Proposed BEAD Legislation

We got a peek at how the BEAD grants might be modified when Representative Richard Hudson of North Carolina introduced the Streamlining Program Efficiency and Expanding Deployment (SPEED) for BEAD Act. Note that these are just proposed changes to BEAD and other changes are not off the table. Many of these changes undo direct requirements from Congress in the original BEAD legislation.

A lot of the changes are largely cosmetic and what the regulatory world refers to as ‘packing peanuts’, meaning the changes make a policy statement but have almost no impact on making the BEAD grant awards. This includes:

  • Changes the acronym for BEAD from ‘Broadband Equity, Access, and Deployment” to ‘Broadband Expansion, Access, and Deployment’.
  • Eliminating topics from the grant application that most ISPs were giving lip service to anyway. ISPs may still care about these topics, but they would no longer be a requirement for States to consider when choosing grant winners. This Act would eliminate consideration for:
    • Diversity, inclusion, and equity
    • A long list of labor requirements including an emphasis on union wages, prevailing wages, workforce composition, and a labor peace agreement.
    • How a new network would address climate change.
    • Grant points for offering open access.
    • Regulation of network management practices, including data caps.

The proposed legislation has a few items of more significant impact that most ISPs will like:

  • Allows ISPs to remove high cost locations from BEAD proposals. Most states have drawn arbitrary required service areas, and this lets an ISP remove location that add too much cost. Presumably those locations would default to a satellite or some other technology.
  • While BEAD would maintain the requirement to offer at least one low-cost broadband plan, states would not be allowed to regulate or otherwise mandate or set such rates or require rates to be capped or frozen for future years.

There are a few major proposed changes:

  • Any unspent BEAD funds would be returned to Treasury. States will be pleased to see that the Act leaves Non-Deployment Funds alone – many feared those would be yanked.
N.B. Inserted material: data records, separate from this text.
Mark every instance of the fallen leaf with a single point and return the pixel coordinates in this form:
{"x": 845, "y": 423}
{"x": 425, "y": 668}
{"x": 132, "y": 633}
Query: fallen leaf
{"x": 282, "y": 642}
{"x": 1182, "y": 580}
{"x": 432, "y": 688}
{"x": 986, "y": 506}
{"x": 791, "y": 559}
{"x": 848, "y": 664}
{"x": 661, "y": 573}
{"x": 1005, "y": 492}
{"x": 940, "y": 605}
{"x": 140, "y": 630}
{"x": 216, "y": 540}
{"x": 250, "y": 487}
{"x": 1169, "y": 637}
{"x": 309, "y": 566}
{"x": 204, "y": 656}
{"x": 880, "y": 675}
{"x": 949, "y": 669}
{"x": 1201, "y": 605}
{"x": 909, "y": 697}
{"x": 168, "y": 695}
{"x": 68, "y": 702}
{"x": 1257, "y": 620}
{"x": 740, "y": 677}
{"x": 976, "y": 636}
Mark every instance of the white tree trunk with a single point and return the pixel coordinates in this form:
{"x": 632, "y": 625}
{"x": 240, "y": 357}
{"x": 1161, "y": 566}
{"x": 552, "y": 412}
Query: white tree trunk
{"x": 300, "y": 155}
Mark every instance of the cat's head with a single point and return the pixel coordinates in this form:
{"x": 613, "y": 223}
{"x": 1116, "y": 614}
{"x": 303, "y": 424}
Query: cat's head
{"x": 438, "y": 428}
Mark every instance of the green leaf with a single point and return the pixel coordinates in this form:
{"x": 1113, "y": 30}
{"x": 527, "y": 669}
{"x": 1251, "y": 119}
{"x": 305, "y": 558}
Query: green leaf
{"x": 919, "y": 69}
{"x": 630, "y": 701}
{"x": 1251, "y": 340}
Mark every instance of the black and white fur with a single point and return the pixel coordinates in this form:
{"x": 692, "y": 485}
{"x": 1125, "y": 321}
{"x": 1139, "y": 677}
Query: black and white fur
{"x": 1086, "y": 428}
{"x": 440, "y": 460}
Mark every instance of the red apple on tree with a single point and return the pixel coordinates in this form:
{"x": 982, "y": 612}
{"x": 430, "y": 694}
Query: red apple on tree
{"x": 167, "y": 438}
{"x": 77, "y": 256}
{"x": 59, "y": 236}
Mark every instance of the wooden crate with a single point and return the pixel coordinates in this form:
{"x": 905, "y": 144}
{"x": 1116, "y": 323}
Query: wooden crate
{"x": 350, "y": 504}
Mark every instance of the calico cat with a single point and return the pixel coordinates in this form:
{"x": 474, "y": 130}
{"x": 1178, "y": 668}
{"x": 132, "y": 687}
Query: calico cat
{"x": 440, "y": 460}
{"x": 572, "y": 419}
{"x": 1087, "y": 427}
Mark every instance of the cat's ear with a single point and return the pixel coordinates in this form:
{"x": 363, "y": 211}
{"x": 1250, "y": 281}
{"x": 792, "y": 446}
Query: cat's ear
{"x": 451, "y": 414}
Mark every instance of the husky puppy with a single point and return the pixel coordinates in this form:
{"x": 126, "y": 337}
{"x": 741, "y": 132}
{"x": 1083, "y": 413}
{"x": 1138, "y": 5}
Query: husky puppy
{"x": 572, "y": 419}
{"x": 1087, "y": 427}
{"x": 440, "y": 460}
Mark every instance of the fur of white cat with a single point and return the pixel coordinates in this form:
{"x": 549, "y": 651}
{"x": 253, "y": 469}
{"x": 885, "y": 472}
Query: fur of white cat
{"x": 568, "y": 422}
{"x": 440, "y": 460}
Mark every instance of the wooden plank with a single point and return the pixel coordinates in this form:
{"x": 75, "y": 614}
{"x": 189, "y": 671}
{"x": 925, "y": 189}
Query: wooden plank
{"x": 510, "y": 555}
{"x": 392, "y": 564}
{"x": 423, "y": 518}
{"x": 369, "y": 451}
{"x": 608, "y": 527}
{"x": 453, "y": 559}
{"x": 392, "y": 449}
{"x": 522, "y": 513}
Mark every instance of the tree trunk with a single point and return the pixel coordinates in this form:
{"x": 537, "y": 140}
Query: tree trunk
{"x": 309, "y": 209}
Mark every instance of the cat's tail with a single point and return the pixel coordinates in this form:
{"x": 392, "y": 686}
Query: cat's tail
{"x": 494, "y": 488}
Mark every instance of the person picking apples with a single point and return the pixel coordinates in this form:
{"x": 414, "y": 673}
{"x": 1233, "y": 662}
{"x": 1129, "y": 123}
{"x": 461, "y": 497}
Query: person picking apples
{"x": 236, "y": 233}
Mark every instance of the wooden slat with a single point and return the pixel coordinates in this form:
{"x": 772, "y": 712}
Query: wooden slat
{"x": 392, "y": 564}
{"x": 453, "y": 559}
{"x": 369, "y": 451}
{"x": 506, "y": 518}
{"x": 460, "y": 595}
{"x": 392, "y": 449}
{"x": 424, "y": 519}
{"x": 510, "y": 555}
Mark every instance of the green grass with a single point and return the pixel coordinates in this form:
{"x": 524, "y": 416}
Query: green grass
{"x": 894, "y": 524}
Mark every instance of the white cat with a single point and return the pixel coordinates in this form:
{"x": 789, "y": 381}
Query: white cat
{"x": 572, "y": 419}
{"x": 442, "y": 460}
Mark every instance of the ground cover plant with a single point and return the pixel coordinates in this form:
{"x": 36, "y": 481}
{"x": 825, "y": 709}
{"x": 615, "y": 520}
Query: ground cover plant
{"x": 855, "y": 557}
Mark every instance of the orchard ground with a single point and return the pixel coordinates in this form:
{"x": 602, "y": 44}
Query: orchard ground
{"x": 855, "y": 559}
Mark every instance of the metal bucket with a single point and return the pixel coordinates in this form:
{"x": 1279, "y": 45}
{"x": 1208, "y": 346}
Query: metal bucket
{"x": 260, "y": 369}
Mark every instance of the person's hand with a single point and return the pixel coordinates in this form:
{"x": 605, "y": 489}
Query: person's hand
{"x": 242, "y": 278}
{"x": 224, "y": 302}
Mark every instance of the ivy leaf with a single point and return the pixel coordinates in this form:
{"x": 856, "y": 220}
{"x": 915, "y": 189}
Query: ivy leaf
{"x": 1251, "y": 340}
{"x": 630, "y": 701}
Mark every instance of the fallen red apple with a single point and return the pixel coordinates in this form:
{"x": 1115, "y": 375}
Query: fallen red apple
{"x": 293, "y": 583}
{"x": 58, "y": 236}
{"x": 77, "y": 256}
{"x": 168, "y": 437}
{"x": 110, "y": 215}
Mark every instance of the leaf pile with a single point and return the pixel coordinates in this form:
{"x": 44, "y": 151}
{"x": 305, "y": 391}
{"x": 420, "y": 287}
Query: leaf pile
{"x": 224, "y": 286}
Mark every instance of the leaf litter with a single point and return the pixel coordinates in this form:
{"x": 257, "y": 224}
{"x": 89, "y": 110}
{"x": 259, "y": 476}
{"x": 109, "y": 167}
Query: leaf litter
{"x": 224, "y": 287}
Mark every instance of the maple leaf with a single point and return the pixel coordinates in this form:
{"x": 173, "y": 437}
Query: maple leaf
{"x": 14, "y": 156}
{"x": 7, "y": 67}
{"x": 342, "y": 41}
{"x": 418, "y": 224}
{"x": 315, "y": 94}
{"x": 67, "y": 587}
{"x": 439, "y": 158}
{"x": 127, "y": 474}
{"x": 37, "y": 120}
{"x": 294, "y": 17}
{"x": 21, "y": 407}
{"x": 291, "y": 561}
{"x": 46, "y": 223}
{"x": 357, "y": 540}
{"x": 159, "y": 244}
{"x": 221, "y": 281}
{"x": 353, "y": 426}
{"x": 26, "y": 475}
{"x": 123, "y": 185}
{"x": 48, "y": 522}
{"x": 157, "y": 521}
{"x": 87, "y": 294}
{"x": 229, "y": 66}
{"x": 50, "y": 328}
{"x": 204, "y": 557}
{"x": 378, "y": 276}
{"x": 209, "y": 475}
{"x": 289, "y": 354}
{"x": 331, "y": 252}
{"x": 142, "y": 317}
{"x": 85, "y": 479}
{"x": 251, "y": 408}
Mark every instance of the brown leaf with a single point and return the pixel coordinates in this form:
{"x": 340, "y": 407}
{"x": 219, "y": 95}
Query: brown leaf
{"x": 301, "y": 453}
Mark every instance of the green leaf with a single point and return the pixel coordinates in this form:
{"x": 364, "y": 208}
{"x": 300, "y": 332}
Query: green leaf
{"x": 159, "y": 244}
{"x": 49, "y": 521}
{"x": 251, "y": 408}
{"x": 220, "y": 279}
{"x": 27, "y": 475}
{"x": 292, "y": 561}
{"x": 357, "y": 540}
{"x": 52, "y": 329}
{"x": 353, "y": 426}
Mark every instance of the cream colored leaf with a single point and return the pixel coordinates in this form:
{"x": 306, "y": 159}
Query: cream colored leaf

Originally, unused funds were to be redistributed to states that didn’t get enough funding. This is bad news for States that hoped to get more.
  • One of the biggest changes is that BEAD funding can’t be used to fund digital inclusion and adoption activities. Funds can still be used for telecom workforce development.

The biggest change is the one we’ve all been waiting for – there would no longer be any preference for fiber, and any broadband technology that meets the speed and latency requirements is eligible for BEAD funding. Of course, this doesn’t answer the big question of what that means. Might this mean that 10% or 20% of BEAD would go to satellite technology, or even most or all of it? As much as folks want an answer to this question, it’s likely to be a while until rules get that specific. That final direction is likely to come from the NTIA in the form of new instructions on how to choose grant winners.

While the proposed Act has the acronym SPEED, it seems inevitable that any changes by Congress or NTIA will require states that have already made BEAD awards, or the many that are currently scoring grants, to start the grant award process over. Some folks have speculated changes could delay BEAD for another year, but I expect many states will be able to make the pivot more quickly.

Commerce Secretary Howard Lutnick recently said he plans to make similar changes and probably others. I don’t understand enough about the new dynamics in DC to know if NTIA can make significant changes unilaterally or if they would want the cover provided by this legislation. The bill undoes provisions that Congress created in the original BEAD legislation, and it seems like Congress ought to be the ones to change them. But Commerce might feel they have the authority to make changes. I guess we’ll find out soon.